Monday, February 28, 2011

Don't Stress The Stress

Today was an exasperating day.  I had a lot of deadlines on my plate and everything seemed to be working against me.  I must have spent five hours entering and re-entering information into a website because it kept losing (or not saving) the material.  Then I got kicked out and haven't been able to reliably log back in to finish.  So there was much yelling and cursing at the computer as I felt my stress level rise over the course of the day.  I was tempted to grab some of the cookies out of the pantry and just chow down on them, but I knew that wouldn't help relieve my stress and would ultimately leave me feeling worse off.

How did I deal with the stress?  In the moment, I chomped on a bunch of mints and hard candies, I chewed gum, and I drank a bunch of diet soda and tea.  I reminded myself that there was only so much that I could do.  I fantasized about reaming out the IT people who manage the bleeping website that was tormenting me.  And, most importantly, I worked at compartmentalizing.

The workday has to end at some point and that ending point is mostly up to me.  I make the choice as to when to put the computer down, when to stop returning phone calls, and when to stop scheduling appointments.  I chose a time for when I would close up the laptop and set it aside for the night (at least regarding work-related activities).  I then climbed on the elliptical and let all that frustration go.

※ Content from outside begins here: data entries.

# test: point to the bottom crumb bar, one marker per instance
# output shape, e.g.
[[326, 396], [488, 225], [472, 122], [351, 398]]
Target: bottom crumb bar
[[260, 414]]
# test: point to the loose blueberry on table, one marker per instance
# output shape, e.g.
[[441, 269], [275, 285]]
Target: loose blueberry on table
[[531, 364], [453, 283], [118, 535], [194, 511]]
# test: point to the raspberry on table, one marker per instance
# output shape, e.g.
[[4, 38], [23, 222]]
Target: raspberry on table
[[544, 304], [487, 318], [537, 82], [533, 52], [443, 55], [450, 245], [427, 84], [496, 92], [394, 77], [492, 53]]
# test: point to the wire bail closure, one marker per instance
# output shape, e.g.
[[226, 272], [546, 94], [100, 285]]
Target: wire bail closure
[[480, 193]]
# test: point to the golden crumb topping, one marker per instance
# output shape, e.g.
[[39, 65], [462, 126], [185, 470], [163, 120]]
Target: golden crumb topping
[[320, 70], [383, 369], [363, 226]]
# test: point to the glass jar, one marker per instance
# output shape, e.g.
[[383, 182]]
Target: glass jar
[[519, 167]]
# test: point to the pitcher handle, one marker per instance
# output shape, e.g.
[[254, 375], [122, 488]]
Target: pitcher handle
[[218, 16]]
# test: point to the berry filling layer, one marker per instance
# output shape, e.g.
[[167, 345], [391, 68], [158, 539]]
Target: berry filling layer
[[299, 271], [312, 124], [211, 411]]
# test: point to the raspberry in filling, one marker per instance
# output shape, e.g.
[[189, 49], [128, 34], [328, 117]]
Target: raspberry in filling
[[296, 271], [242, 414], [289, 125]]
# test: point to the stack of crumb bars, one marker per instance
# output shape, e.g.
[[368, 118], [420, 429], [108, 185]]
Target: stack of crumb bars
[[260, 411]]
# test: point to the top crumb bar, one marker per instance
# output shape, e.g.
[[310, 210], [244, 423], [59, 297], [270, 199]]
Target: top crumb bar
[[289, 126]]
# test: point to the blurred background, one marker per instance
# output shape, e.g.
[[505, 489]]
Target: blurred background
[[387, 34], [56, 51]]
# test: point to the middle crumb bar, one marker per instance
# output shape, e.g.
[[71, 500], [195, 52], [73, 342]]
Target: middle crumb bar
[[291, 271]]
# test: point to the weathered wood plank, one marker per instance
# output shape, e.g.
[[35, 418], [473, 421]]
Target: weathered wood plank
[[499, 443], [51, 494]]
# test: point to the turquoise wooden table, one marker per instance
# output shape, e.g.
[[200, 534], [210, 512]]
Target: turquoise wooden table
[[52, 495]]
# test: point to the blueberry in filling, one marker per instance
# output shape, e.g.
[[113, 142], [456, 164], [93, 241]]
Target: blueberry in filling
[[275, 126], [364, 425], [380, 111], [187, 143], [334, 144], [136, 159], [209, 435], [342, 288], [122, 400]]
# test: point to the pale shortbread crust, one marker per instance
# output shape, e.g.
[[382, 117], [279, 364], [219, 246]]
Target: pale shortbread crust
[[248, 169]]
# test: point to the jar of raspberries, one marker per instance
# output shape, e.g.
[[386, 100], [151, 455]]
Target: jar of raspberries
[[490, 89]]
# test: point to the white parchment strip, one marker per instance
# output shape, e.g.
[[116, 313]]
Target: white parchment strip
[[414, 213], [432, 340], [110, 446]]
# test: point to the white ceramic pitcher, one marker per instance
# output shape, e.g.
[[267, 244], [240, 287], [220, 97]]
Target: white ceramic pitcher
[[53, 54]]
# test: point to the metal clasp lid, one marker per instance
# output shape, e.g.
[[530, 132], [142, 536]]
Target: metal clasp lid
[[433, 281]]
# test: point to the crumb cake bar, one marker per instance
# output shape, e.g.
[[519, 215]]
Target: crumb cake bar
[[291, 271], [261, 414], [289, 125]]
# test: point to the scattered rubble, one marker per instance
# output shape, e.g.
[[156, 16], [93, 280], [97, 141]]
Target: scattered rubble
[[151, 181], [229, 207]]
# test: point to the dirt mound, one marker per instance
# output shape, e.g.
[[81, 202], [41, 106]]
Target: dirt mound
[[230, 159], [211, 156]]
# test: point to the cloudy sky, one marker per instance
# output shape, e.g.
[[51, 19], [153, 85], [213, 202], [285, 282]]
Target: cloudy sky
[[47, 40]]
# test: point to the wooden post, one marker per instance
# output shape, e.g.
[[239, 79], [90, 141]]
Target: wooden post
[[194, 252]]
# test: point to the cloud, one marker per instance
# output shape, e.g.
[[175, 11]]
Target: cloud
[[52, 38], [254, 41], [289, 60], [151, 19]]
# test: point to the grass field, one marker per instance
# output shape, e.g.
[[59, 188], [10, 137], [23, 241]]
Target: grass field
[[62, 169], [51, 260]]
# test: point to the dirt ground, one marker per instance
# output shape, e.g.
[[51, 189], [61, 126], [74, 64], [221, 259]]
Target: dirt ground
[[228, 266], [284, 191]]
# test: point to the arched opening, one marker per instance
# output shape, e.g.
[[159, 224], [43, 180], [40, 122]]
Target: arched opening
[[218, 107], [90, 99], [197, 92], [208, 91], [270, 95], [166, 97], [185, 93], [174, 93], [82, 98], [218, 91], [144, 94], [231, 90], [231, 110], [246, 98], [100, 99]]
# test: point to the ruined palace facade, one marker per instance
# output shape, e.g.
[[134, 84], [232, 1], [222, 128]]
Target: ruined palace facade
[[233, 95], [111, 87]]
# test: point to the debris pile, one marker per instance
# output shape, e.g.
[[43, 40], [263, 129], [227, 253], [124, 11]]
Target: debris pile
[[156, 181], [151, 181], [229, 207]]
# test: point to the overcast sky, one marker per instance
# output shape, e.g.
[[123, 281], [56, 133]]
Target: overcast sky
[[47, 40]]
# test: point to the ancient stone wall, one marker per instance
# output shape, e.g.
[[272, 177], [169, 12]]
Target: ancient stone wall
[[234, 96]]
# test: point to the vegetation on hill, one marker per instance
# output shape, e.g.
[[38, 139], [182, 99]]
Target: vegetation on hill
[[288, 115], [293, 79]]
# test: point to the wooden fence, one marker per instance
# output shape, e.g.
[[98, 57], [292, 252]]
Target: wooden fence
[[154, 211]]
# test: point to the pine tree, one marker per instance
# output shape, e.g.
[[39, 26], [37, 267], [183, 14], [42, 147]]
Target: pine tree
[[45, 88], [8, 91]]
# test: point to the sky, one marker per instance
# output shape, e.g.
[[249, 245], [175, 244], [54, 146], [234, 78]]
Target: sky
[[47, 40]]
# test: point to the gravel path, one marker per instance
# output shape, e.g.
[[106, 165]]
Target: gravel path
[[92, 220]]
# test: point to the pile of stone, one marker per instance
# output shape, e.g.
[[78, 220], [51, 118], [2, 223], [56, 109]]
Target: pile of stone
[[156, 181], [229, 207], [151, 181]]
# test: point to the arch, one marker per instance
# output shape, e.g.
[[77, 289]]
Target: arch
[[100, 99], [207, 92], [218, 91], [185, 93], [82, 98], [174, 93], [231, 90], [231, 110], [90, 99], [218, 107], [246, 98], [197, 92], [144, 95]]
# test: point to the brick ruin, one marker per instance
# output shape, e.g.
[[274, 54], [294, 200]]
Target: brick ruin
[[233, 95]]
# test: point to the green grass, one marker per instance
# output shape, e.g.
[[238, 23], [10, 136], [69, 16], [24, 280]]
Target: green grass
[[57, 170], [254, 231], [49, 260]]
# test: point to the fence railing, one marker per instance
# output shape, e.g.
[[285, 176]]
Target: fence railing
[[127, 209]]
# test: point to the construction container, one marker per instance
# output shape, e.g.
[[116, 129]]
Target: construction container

This got me thinking about all the types of stress that can be encountered in the course of everyday life.  Basically, if there's an activity, relationship, or thought, there can be stress around it.  Here are some areas of stress that I generally encounter:
  • Work - My job revolves around other people.  I genuinely like what I do, but it's possible to experience "care-giver burnout" (to steal the term from my masseuse).  I try very hard to meet the needs of many people and there's only so much that I can do.  There's always more that I can do and it's difficult for me to say "no" and turn down requests.
  • Familial Relationships - Parents, in-laws, extended family, no matter how much you love them, they come with stress.  Unfortunately, it can be difficult to set boundaries with relatives and contain that stress.  I try to distance myself at times, to allow myself a time-out from family-related activities and issues.  I'm also working on improving my filter, so that I'm not sharing topics that then open myself up to criticisms.
  • Married Life - My husband and I have been married for nearly 10 years and have been together for about 18.  I'm really fortunate that there's not much stress in our relationship.  I won't pretend that things are perfect, but they're pretty darn good.  There are times when stress reared up between us, but we're able to work things out.
  • Friends and Co-workers - Interpersonal relationships can be a breeding ground for stress.  It can depend on the boundaries, expectations, and shared activities.  Sometimes other people are unaware of the impact they can have, not realizing that they may be contributing to stress.  As with the family, I'm working on better-managing my relationships.  This may involve limiting my exposure to certain people, selecting particular activities that are easier to share with less stress, and (again) improving my personal filter.
  • Health - Aside from the whole kidney issue, making time for exercise and sticking with a clean diet can be somewhat stressful (while being rewarding and beneficial).  I try to relieve some of the stress by planning in advance so I don't feel as pressured with meal preparation.  If I've got easy-to-grab food on hand, I don't feel as overwhelmed.  The main thing is to schedule the time for each of these activities, remind myself that this is something I'm choosing to do for myself, and allow myself some slack if I don't do it perfectly.  It's meant to add to my life, not stress me out.
  • Everyday Life - Sometimes stress just happens.  No matter how well-laid my plans may be, there's no rule that says life has to follow them.  I can be a real control-fiend at times, but I'm working to improve my flexibility and adaptability.  I think I'm better able to roll with the punches than I used to be.
Yesterday, I had a little bit of a meltdown after the gym and my husband commented that he had been waiting for this to hit.  He said that he could see that I was right on the edge for a while and knew that I was barely holding it together.  I try to keep a hold on things, but it's not always doable.  Sometimes the stress does get to me.  I can recognize when I'm more vulnerable to stress, even if I can't avoid it.  I work hard to remind myself that I'm allowed to feel stressed, I'm allowed to feel overwhelmed, and I'm allowed to take steps to manage or reduce the stress triggers in my life.

Food Log:

  • Meal 1
    • 2 egg whites with peppers, onion, and salsa
    • 40g oatmeal
  • Meal 2
    • 3oz chicken
  • Meal 3
    • Apple
    • 1oz almonds
    • Light cheese
  • Meal 4
    • 3oz chicken 
    • Green beans
    • 40g oatmeal
    • Tablespoon peanut butter
Exercise:
  • Time: 92 minutes on the elliptical
  • Level:  Level 1 for 1 minute, Level 5 for 85 minutes, Level 1 for 6 minutes
  • Distance:  8 miles
  • Calories:  975+
Today's Weigh-In:  143 / 141.9 - I've decided to simply record the high and low weigh-ins I get each day instead of trying to figure out which one is the "right" number.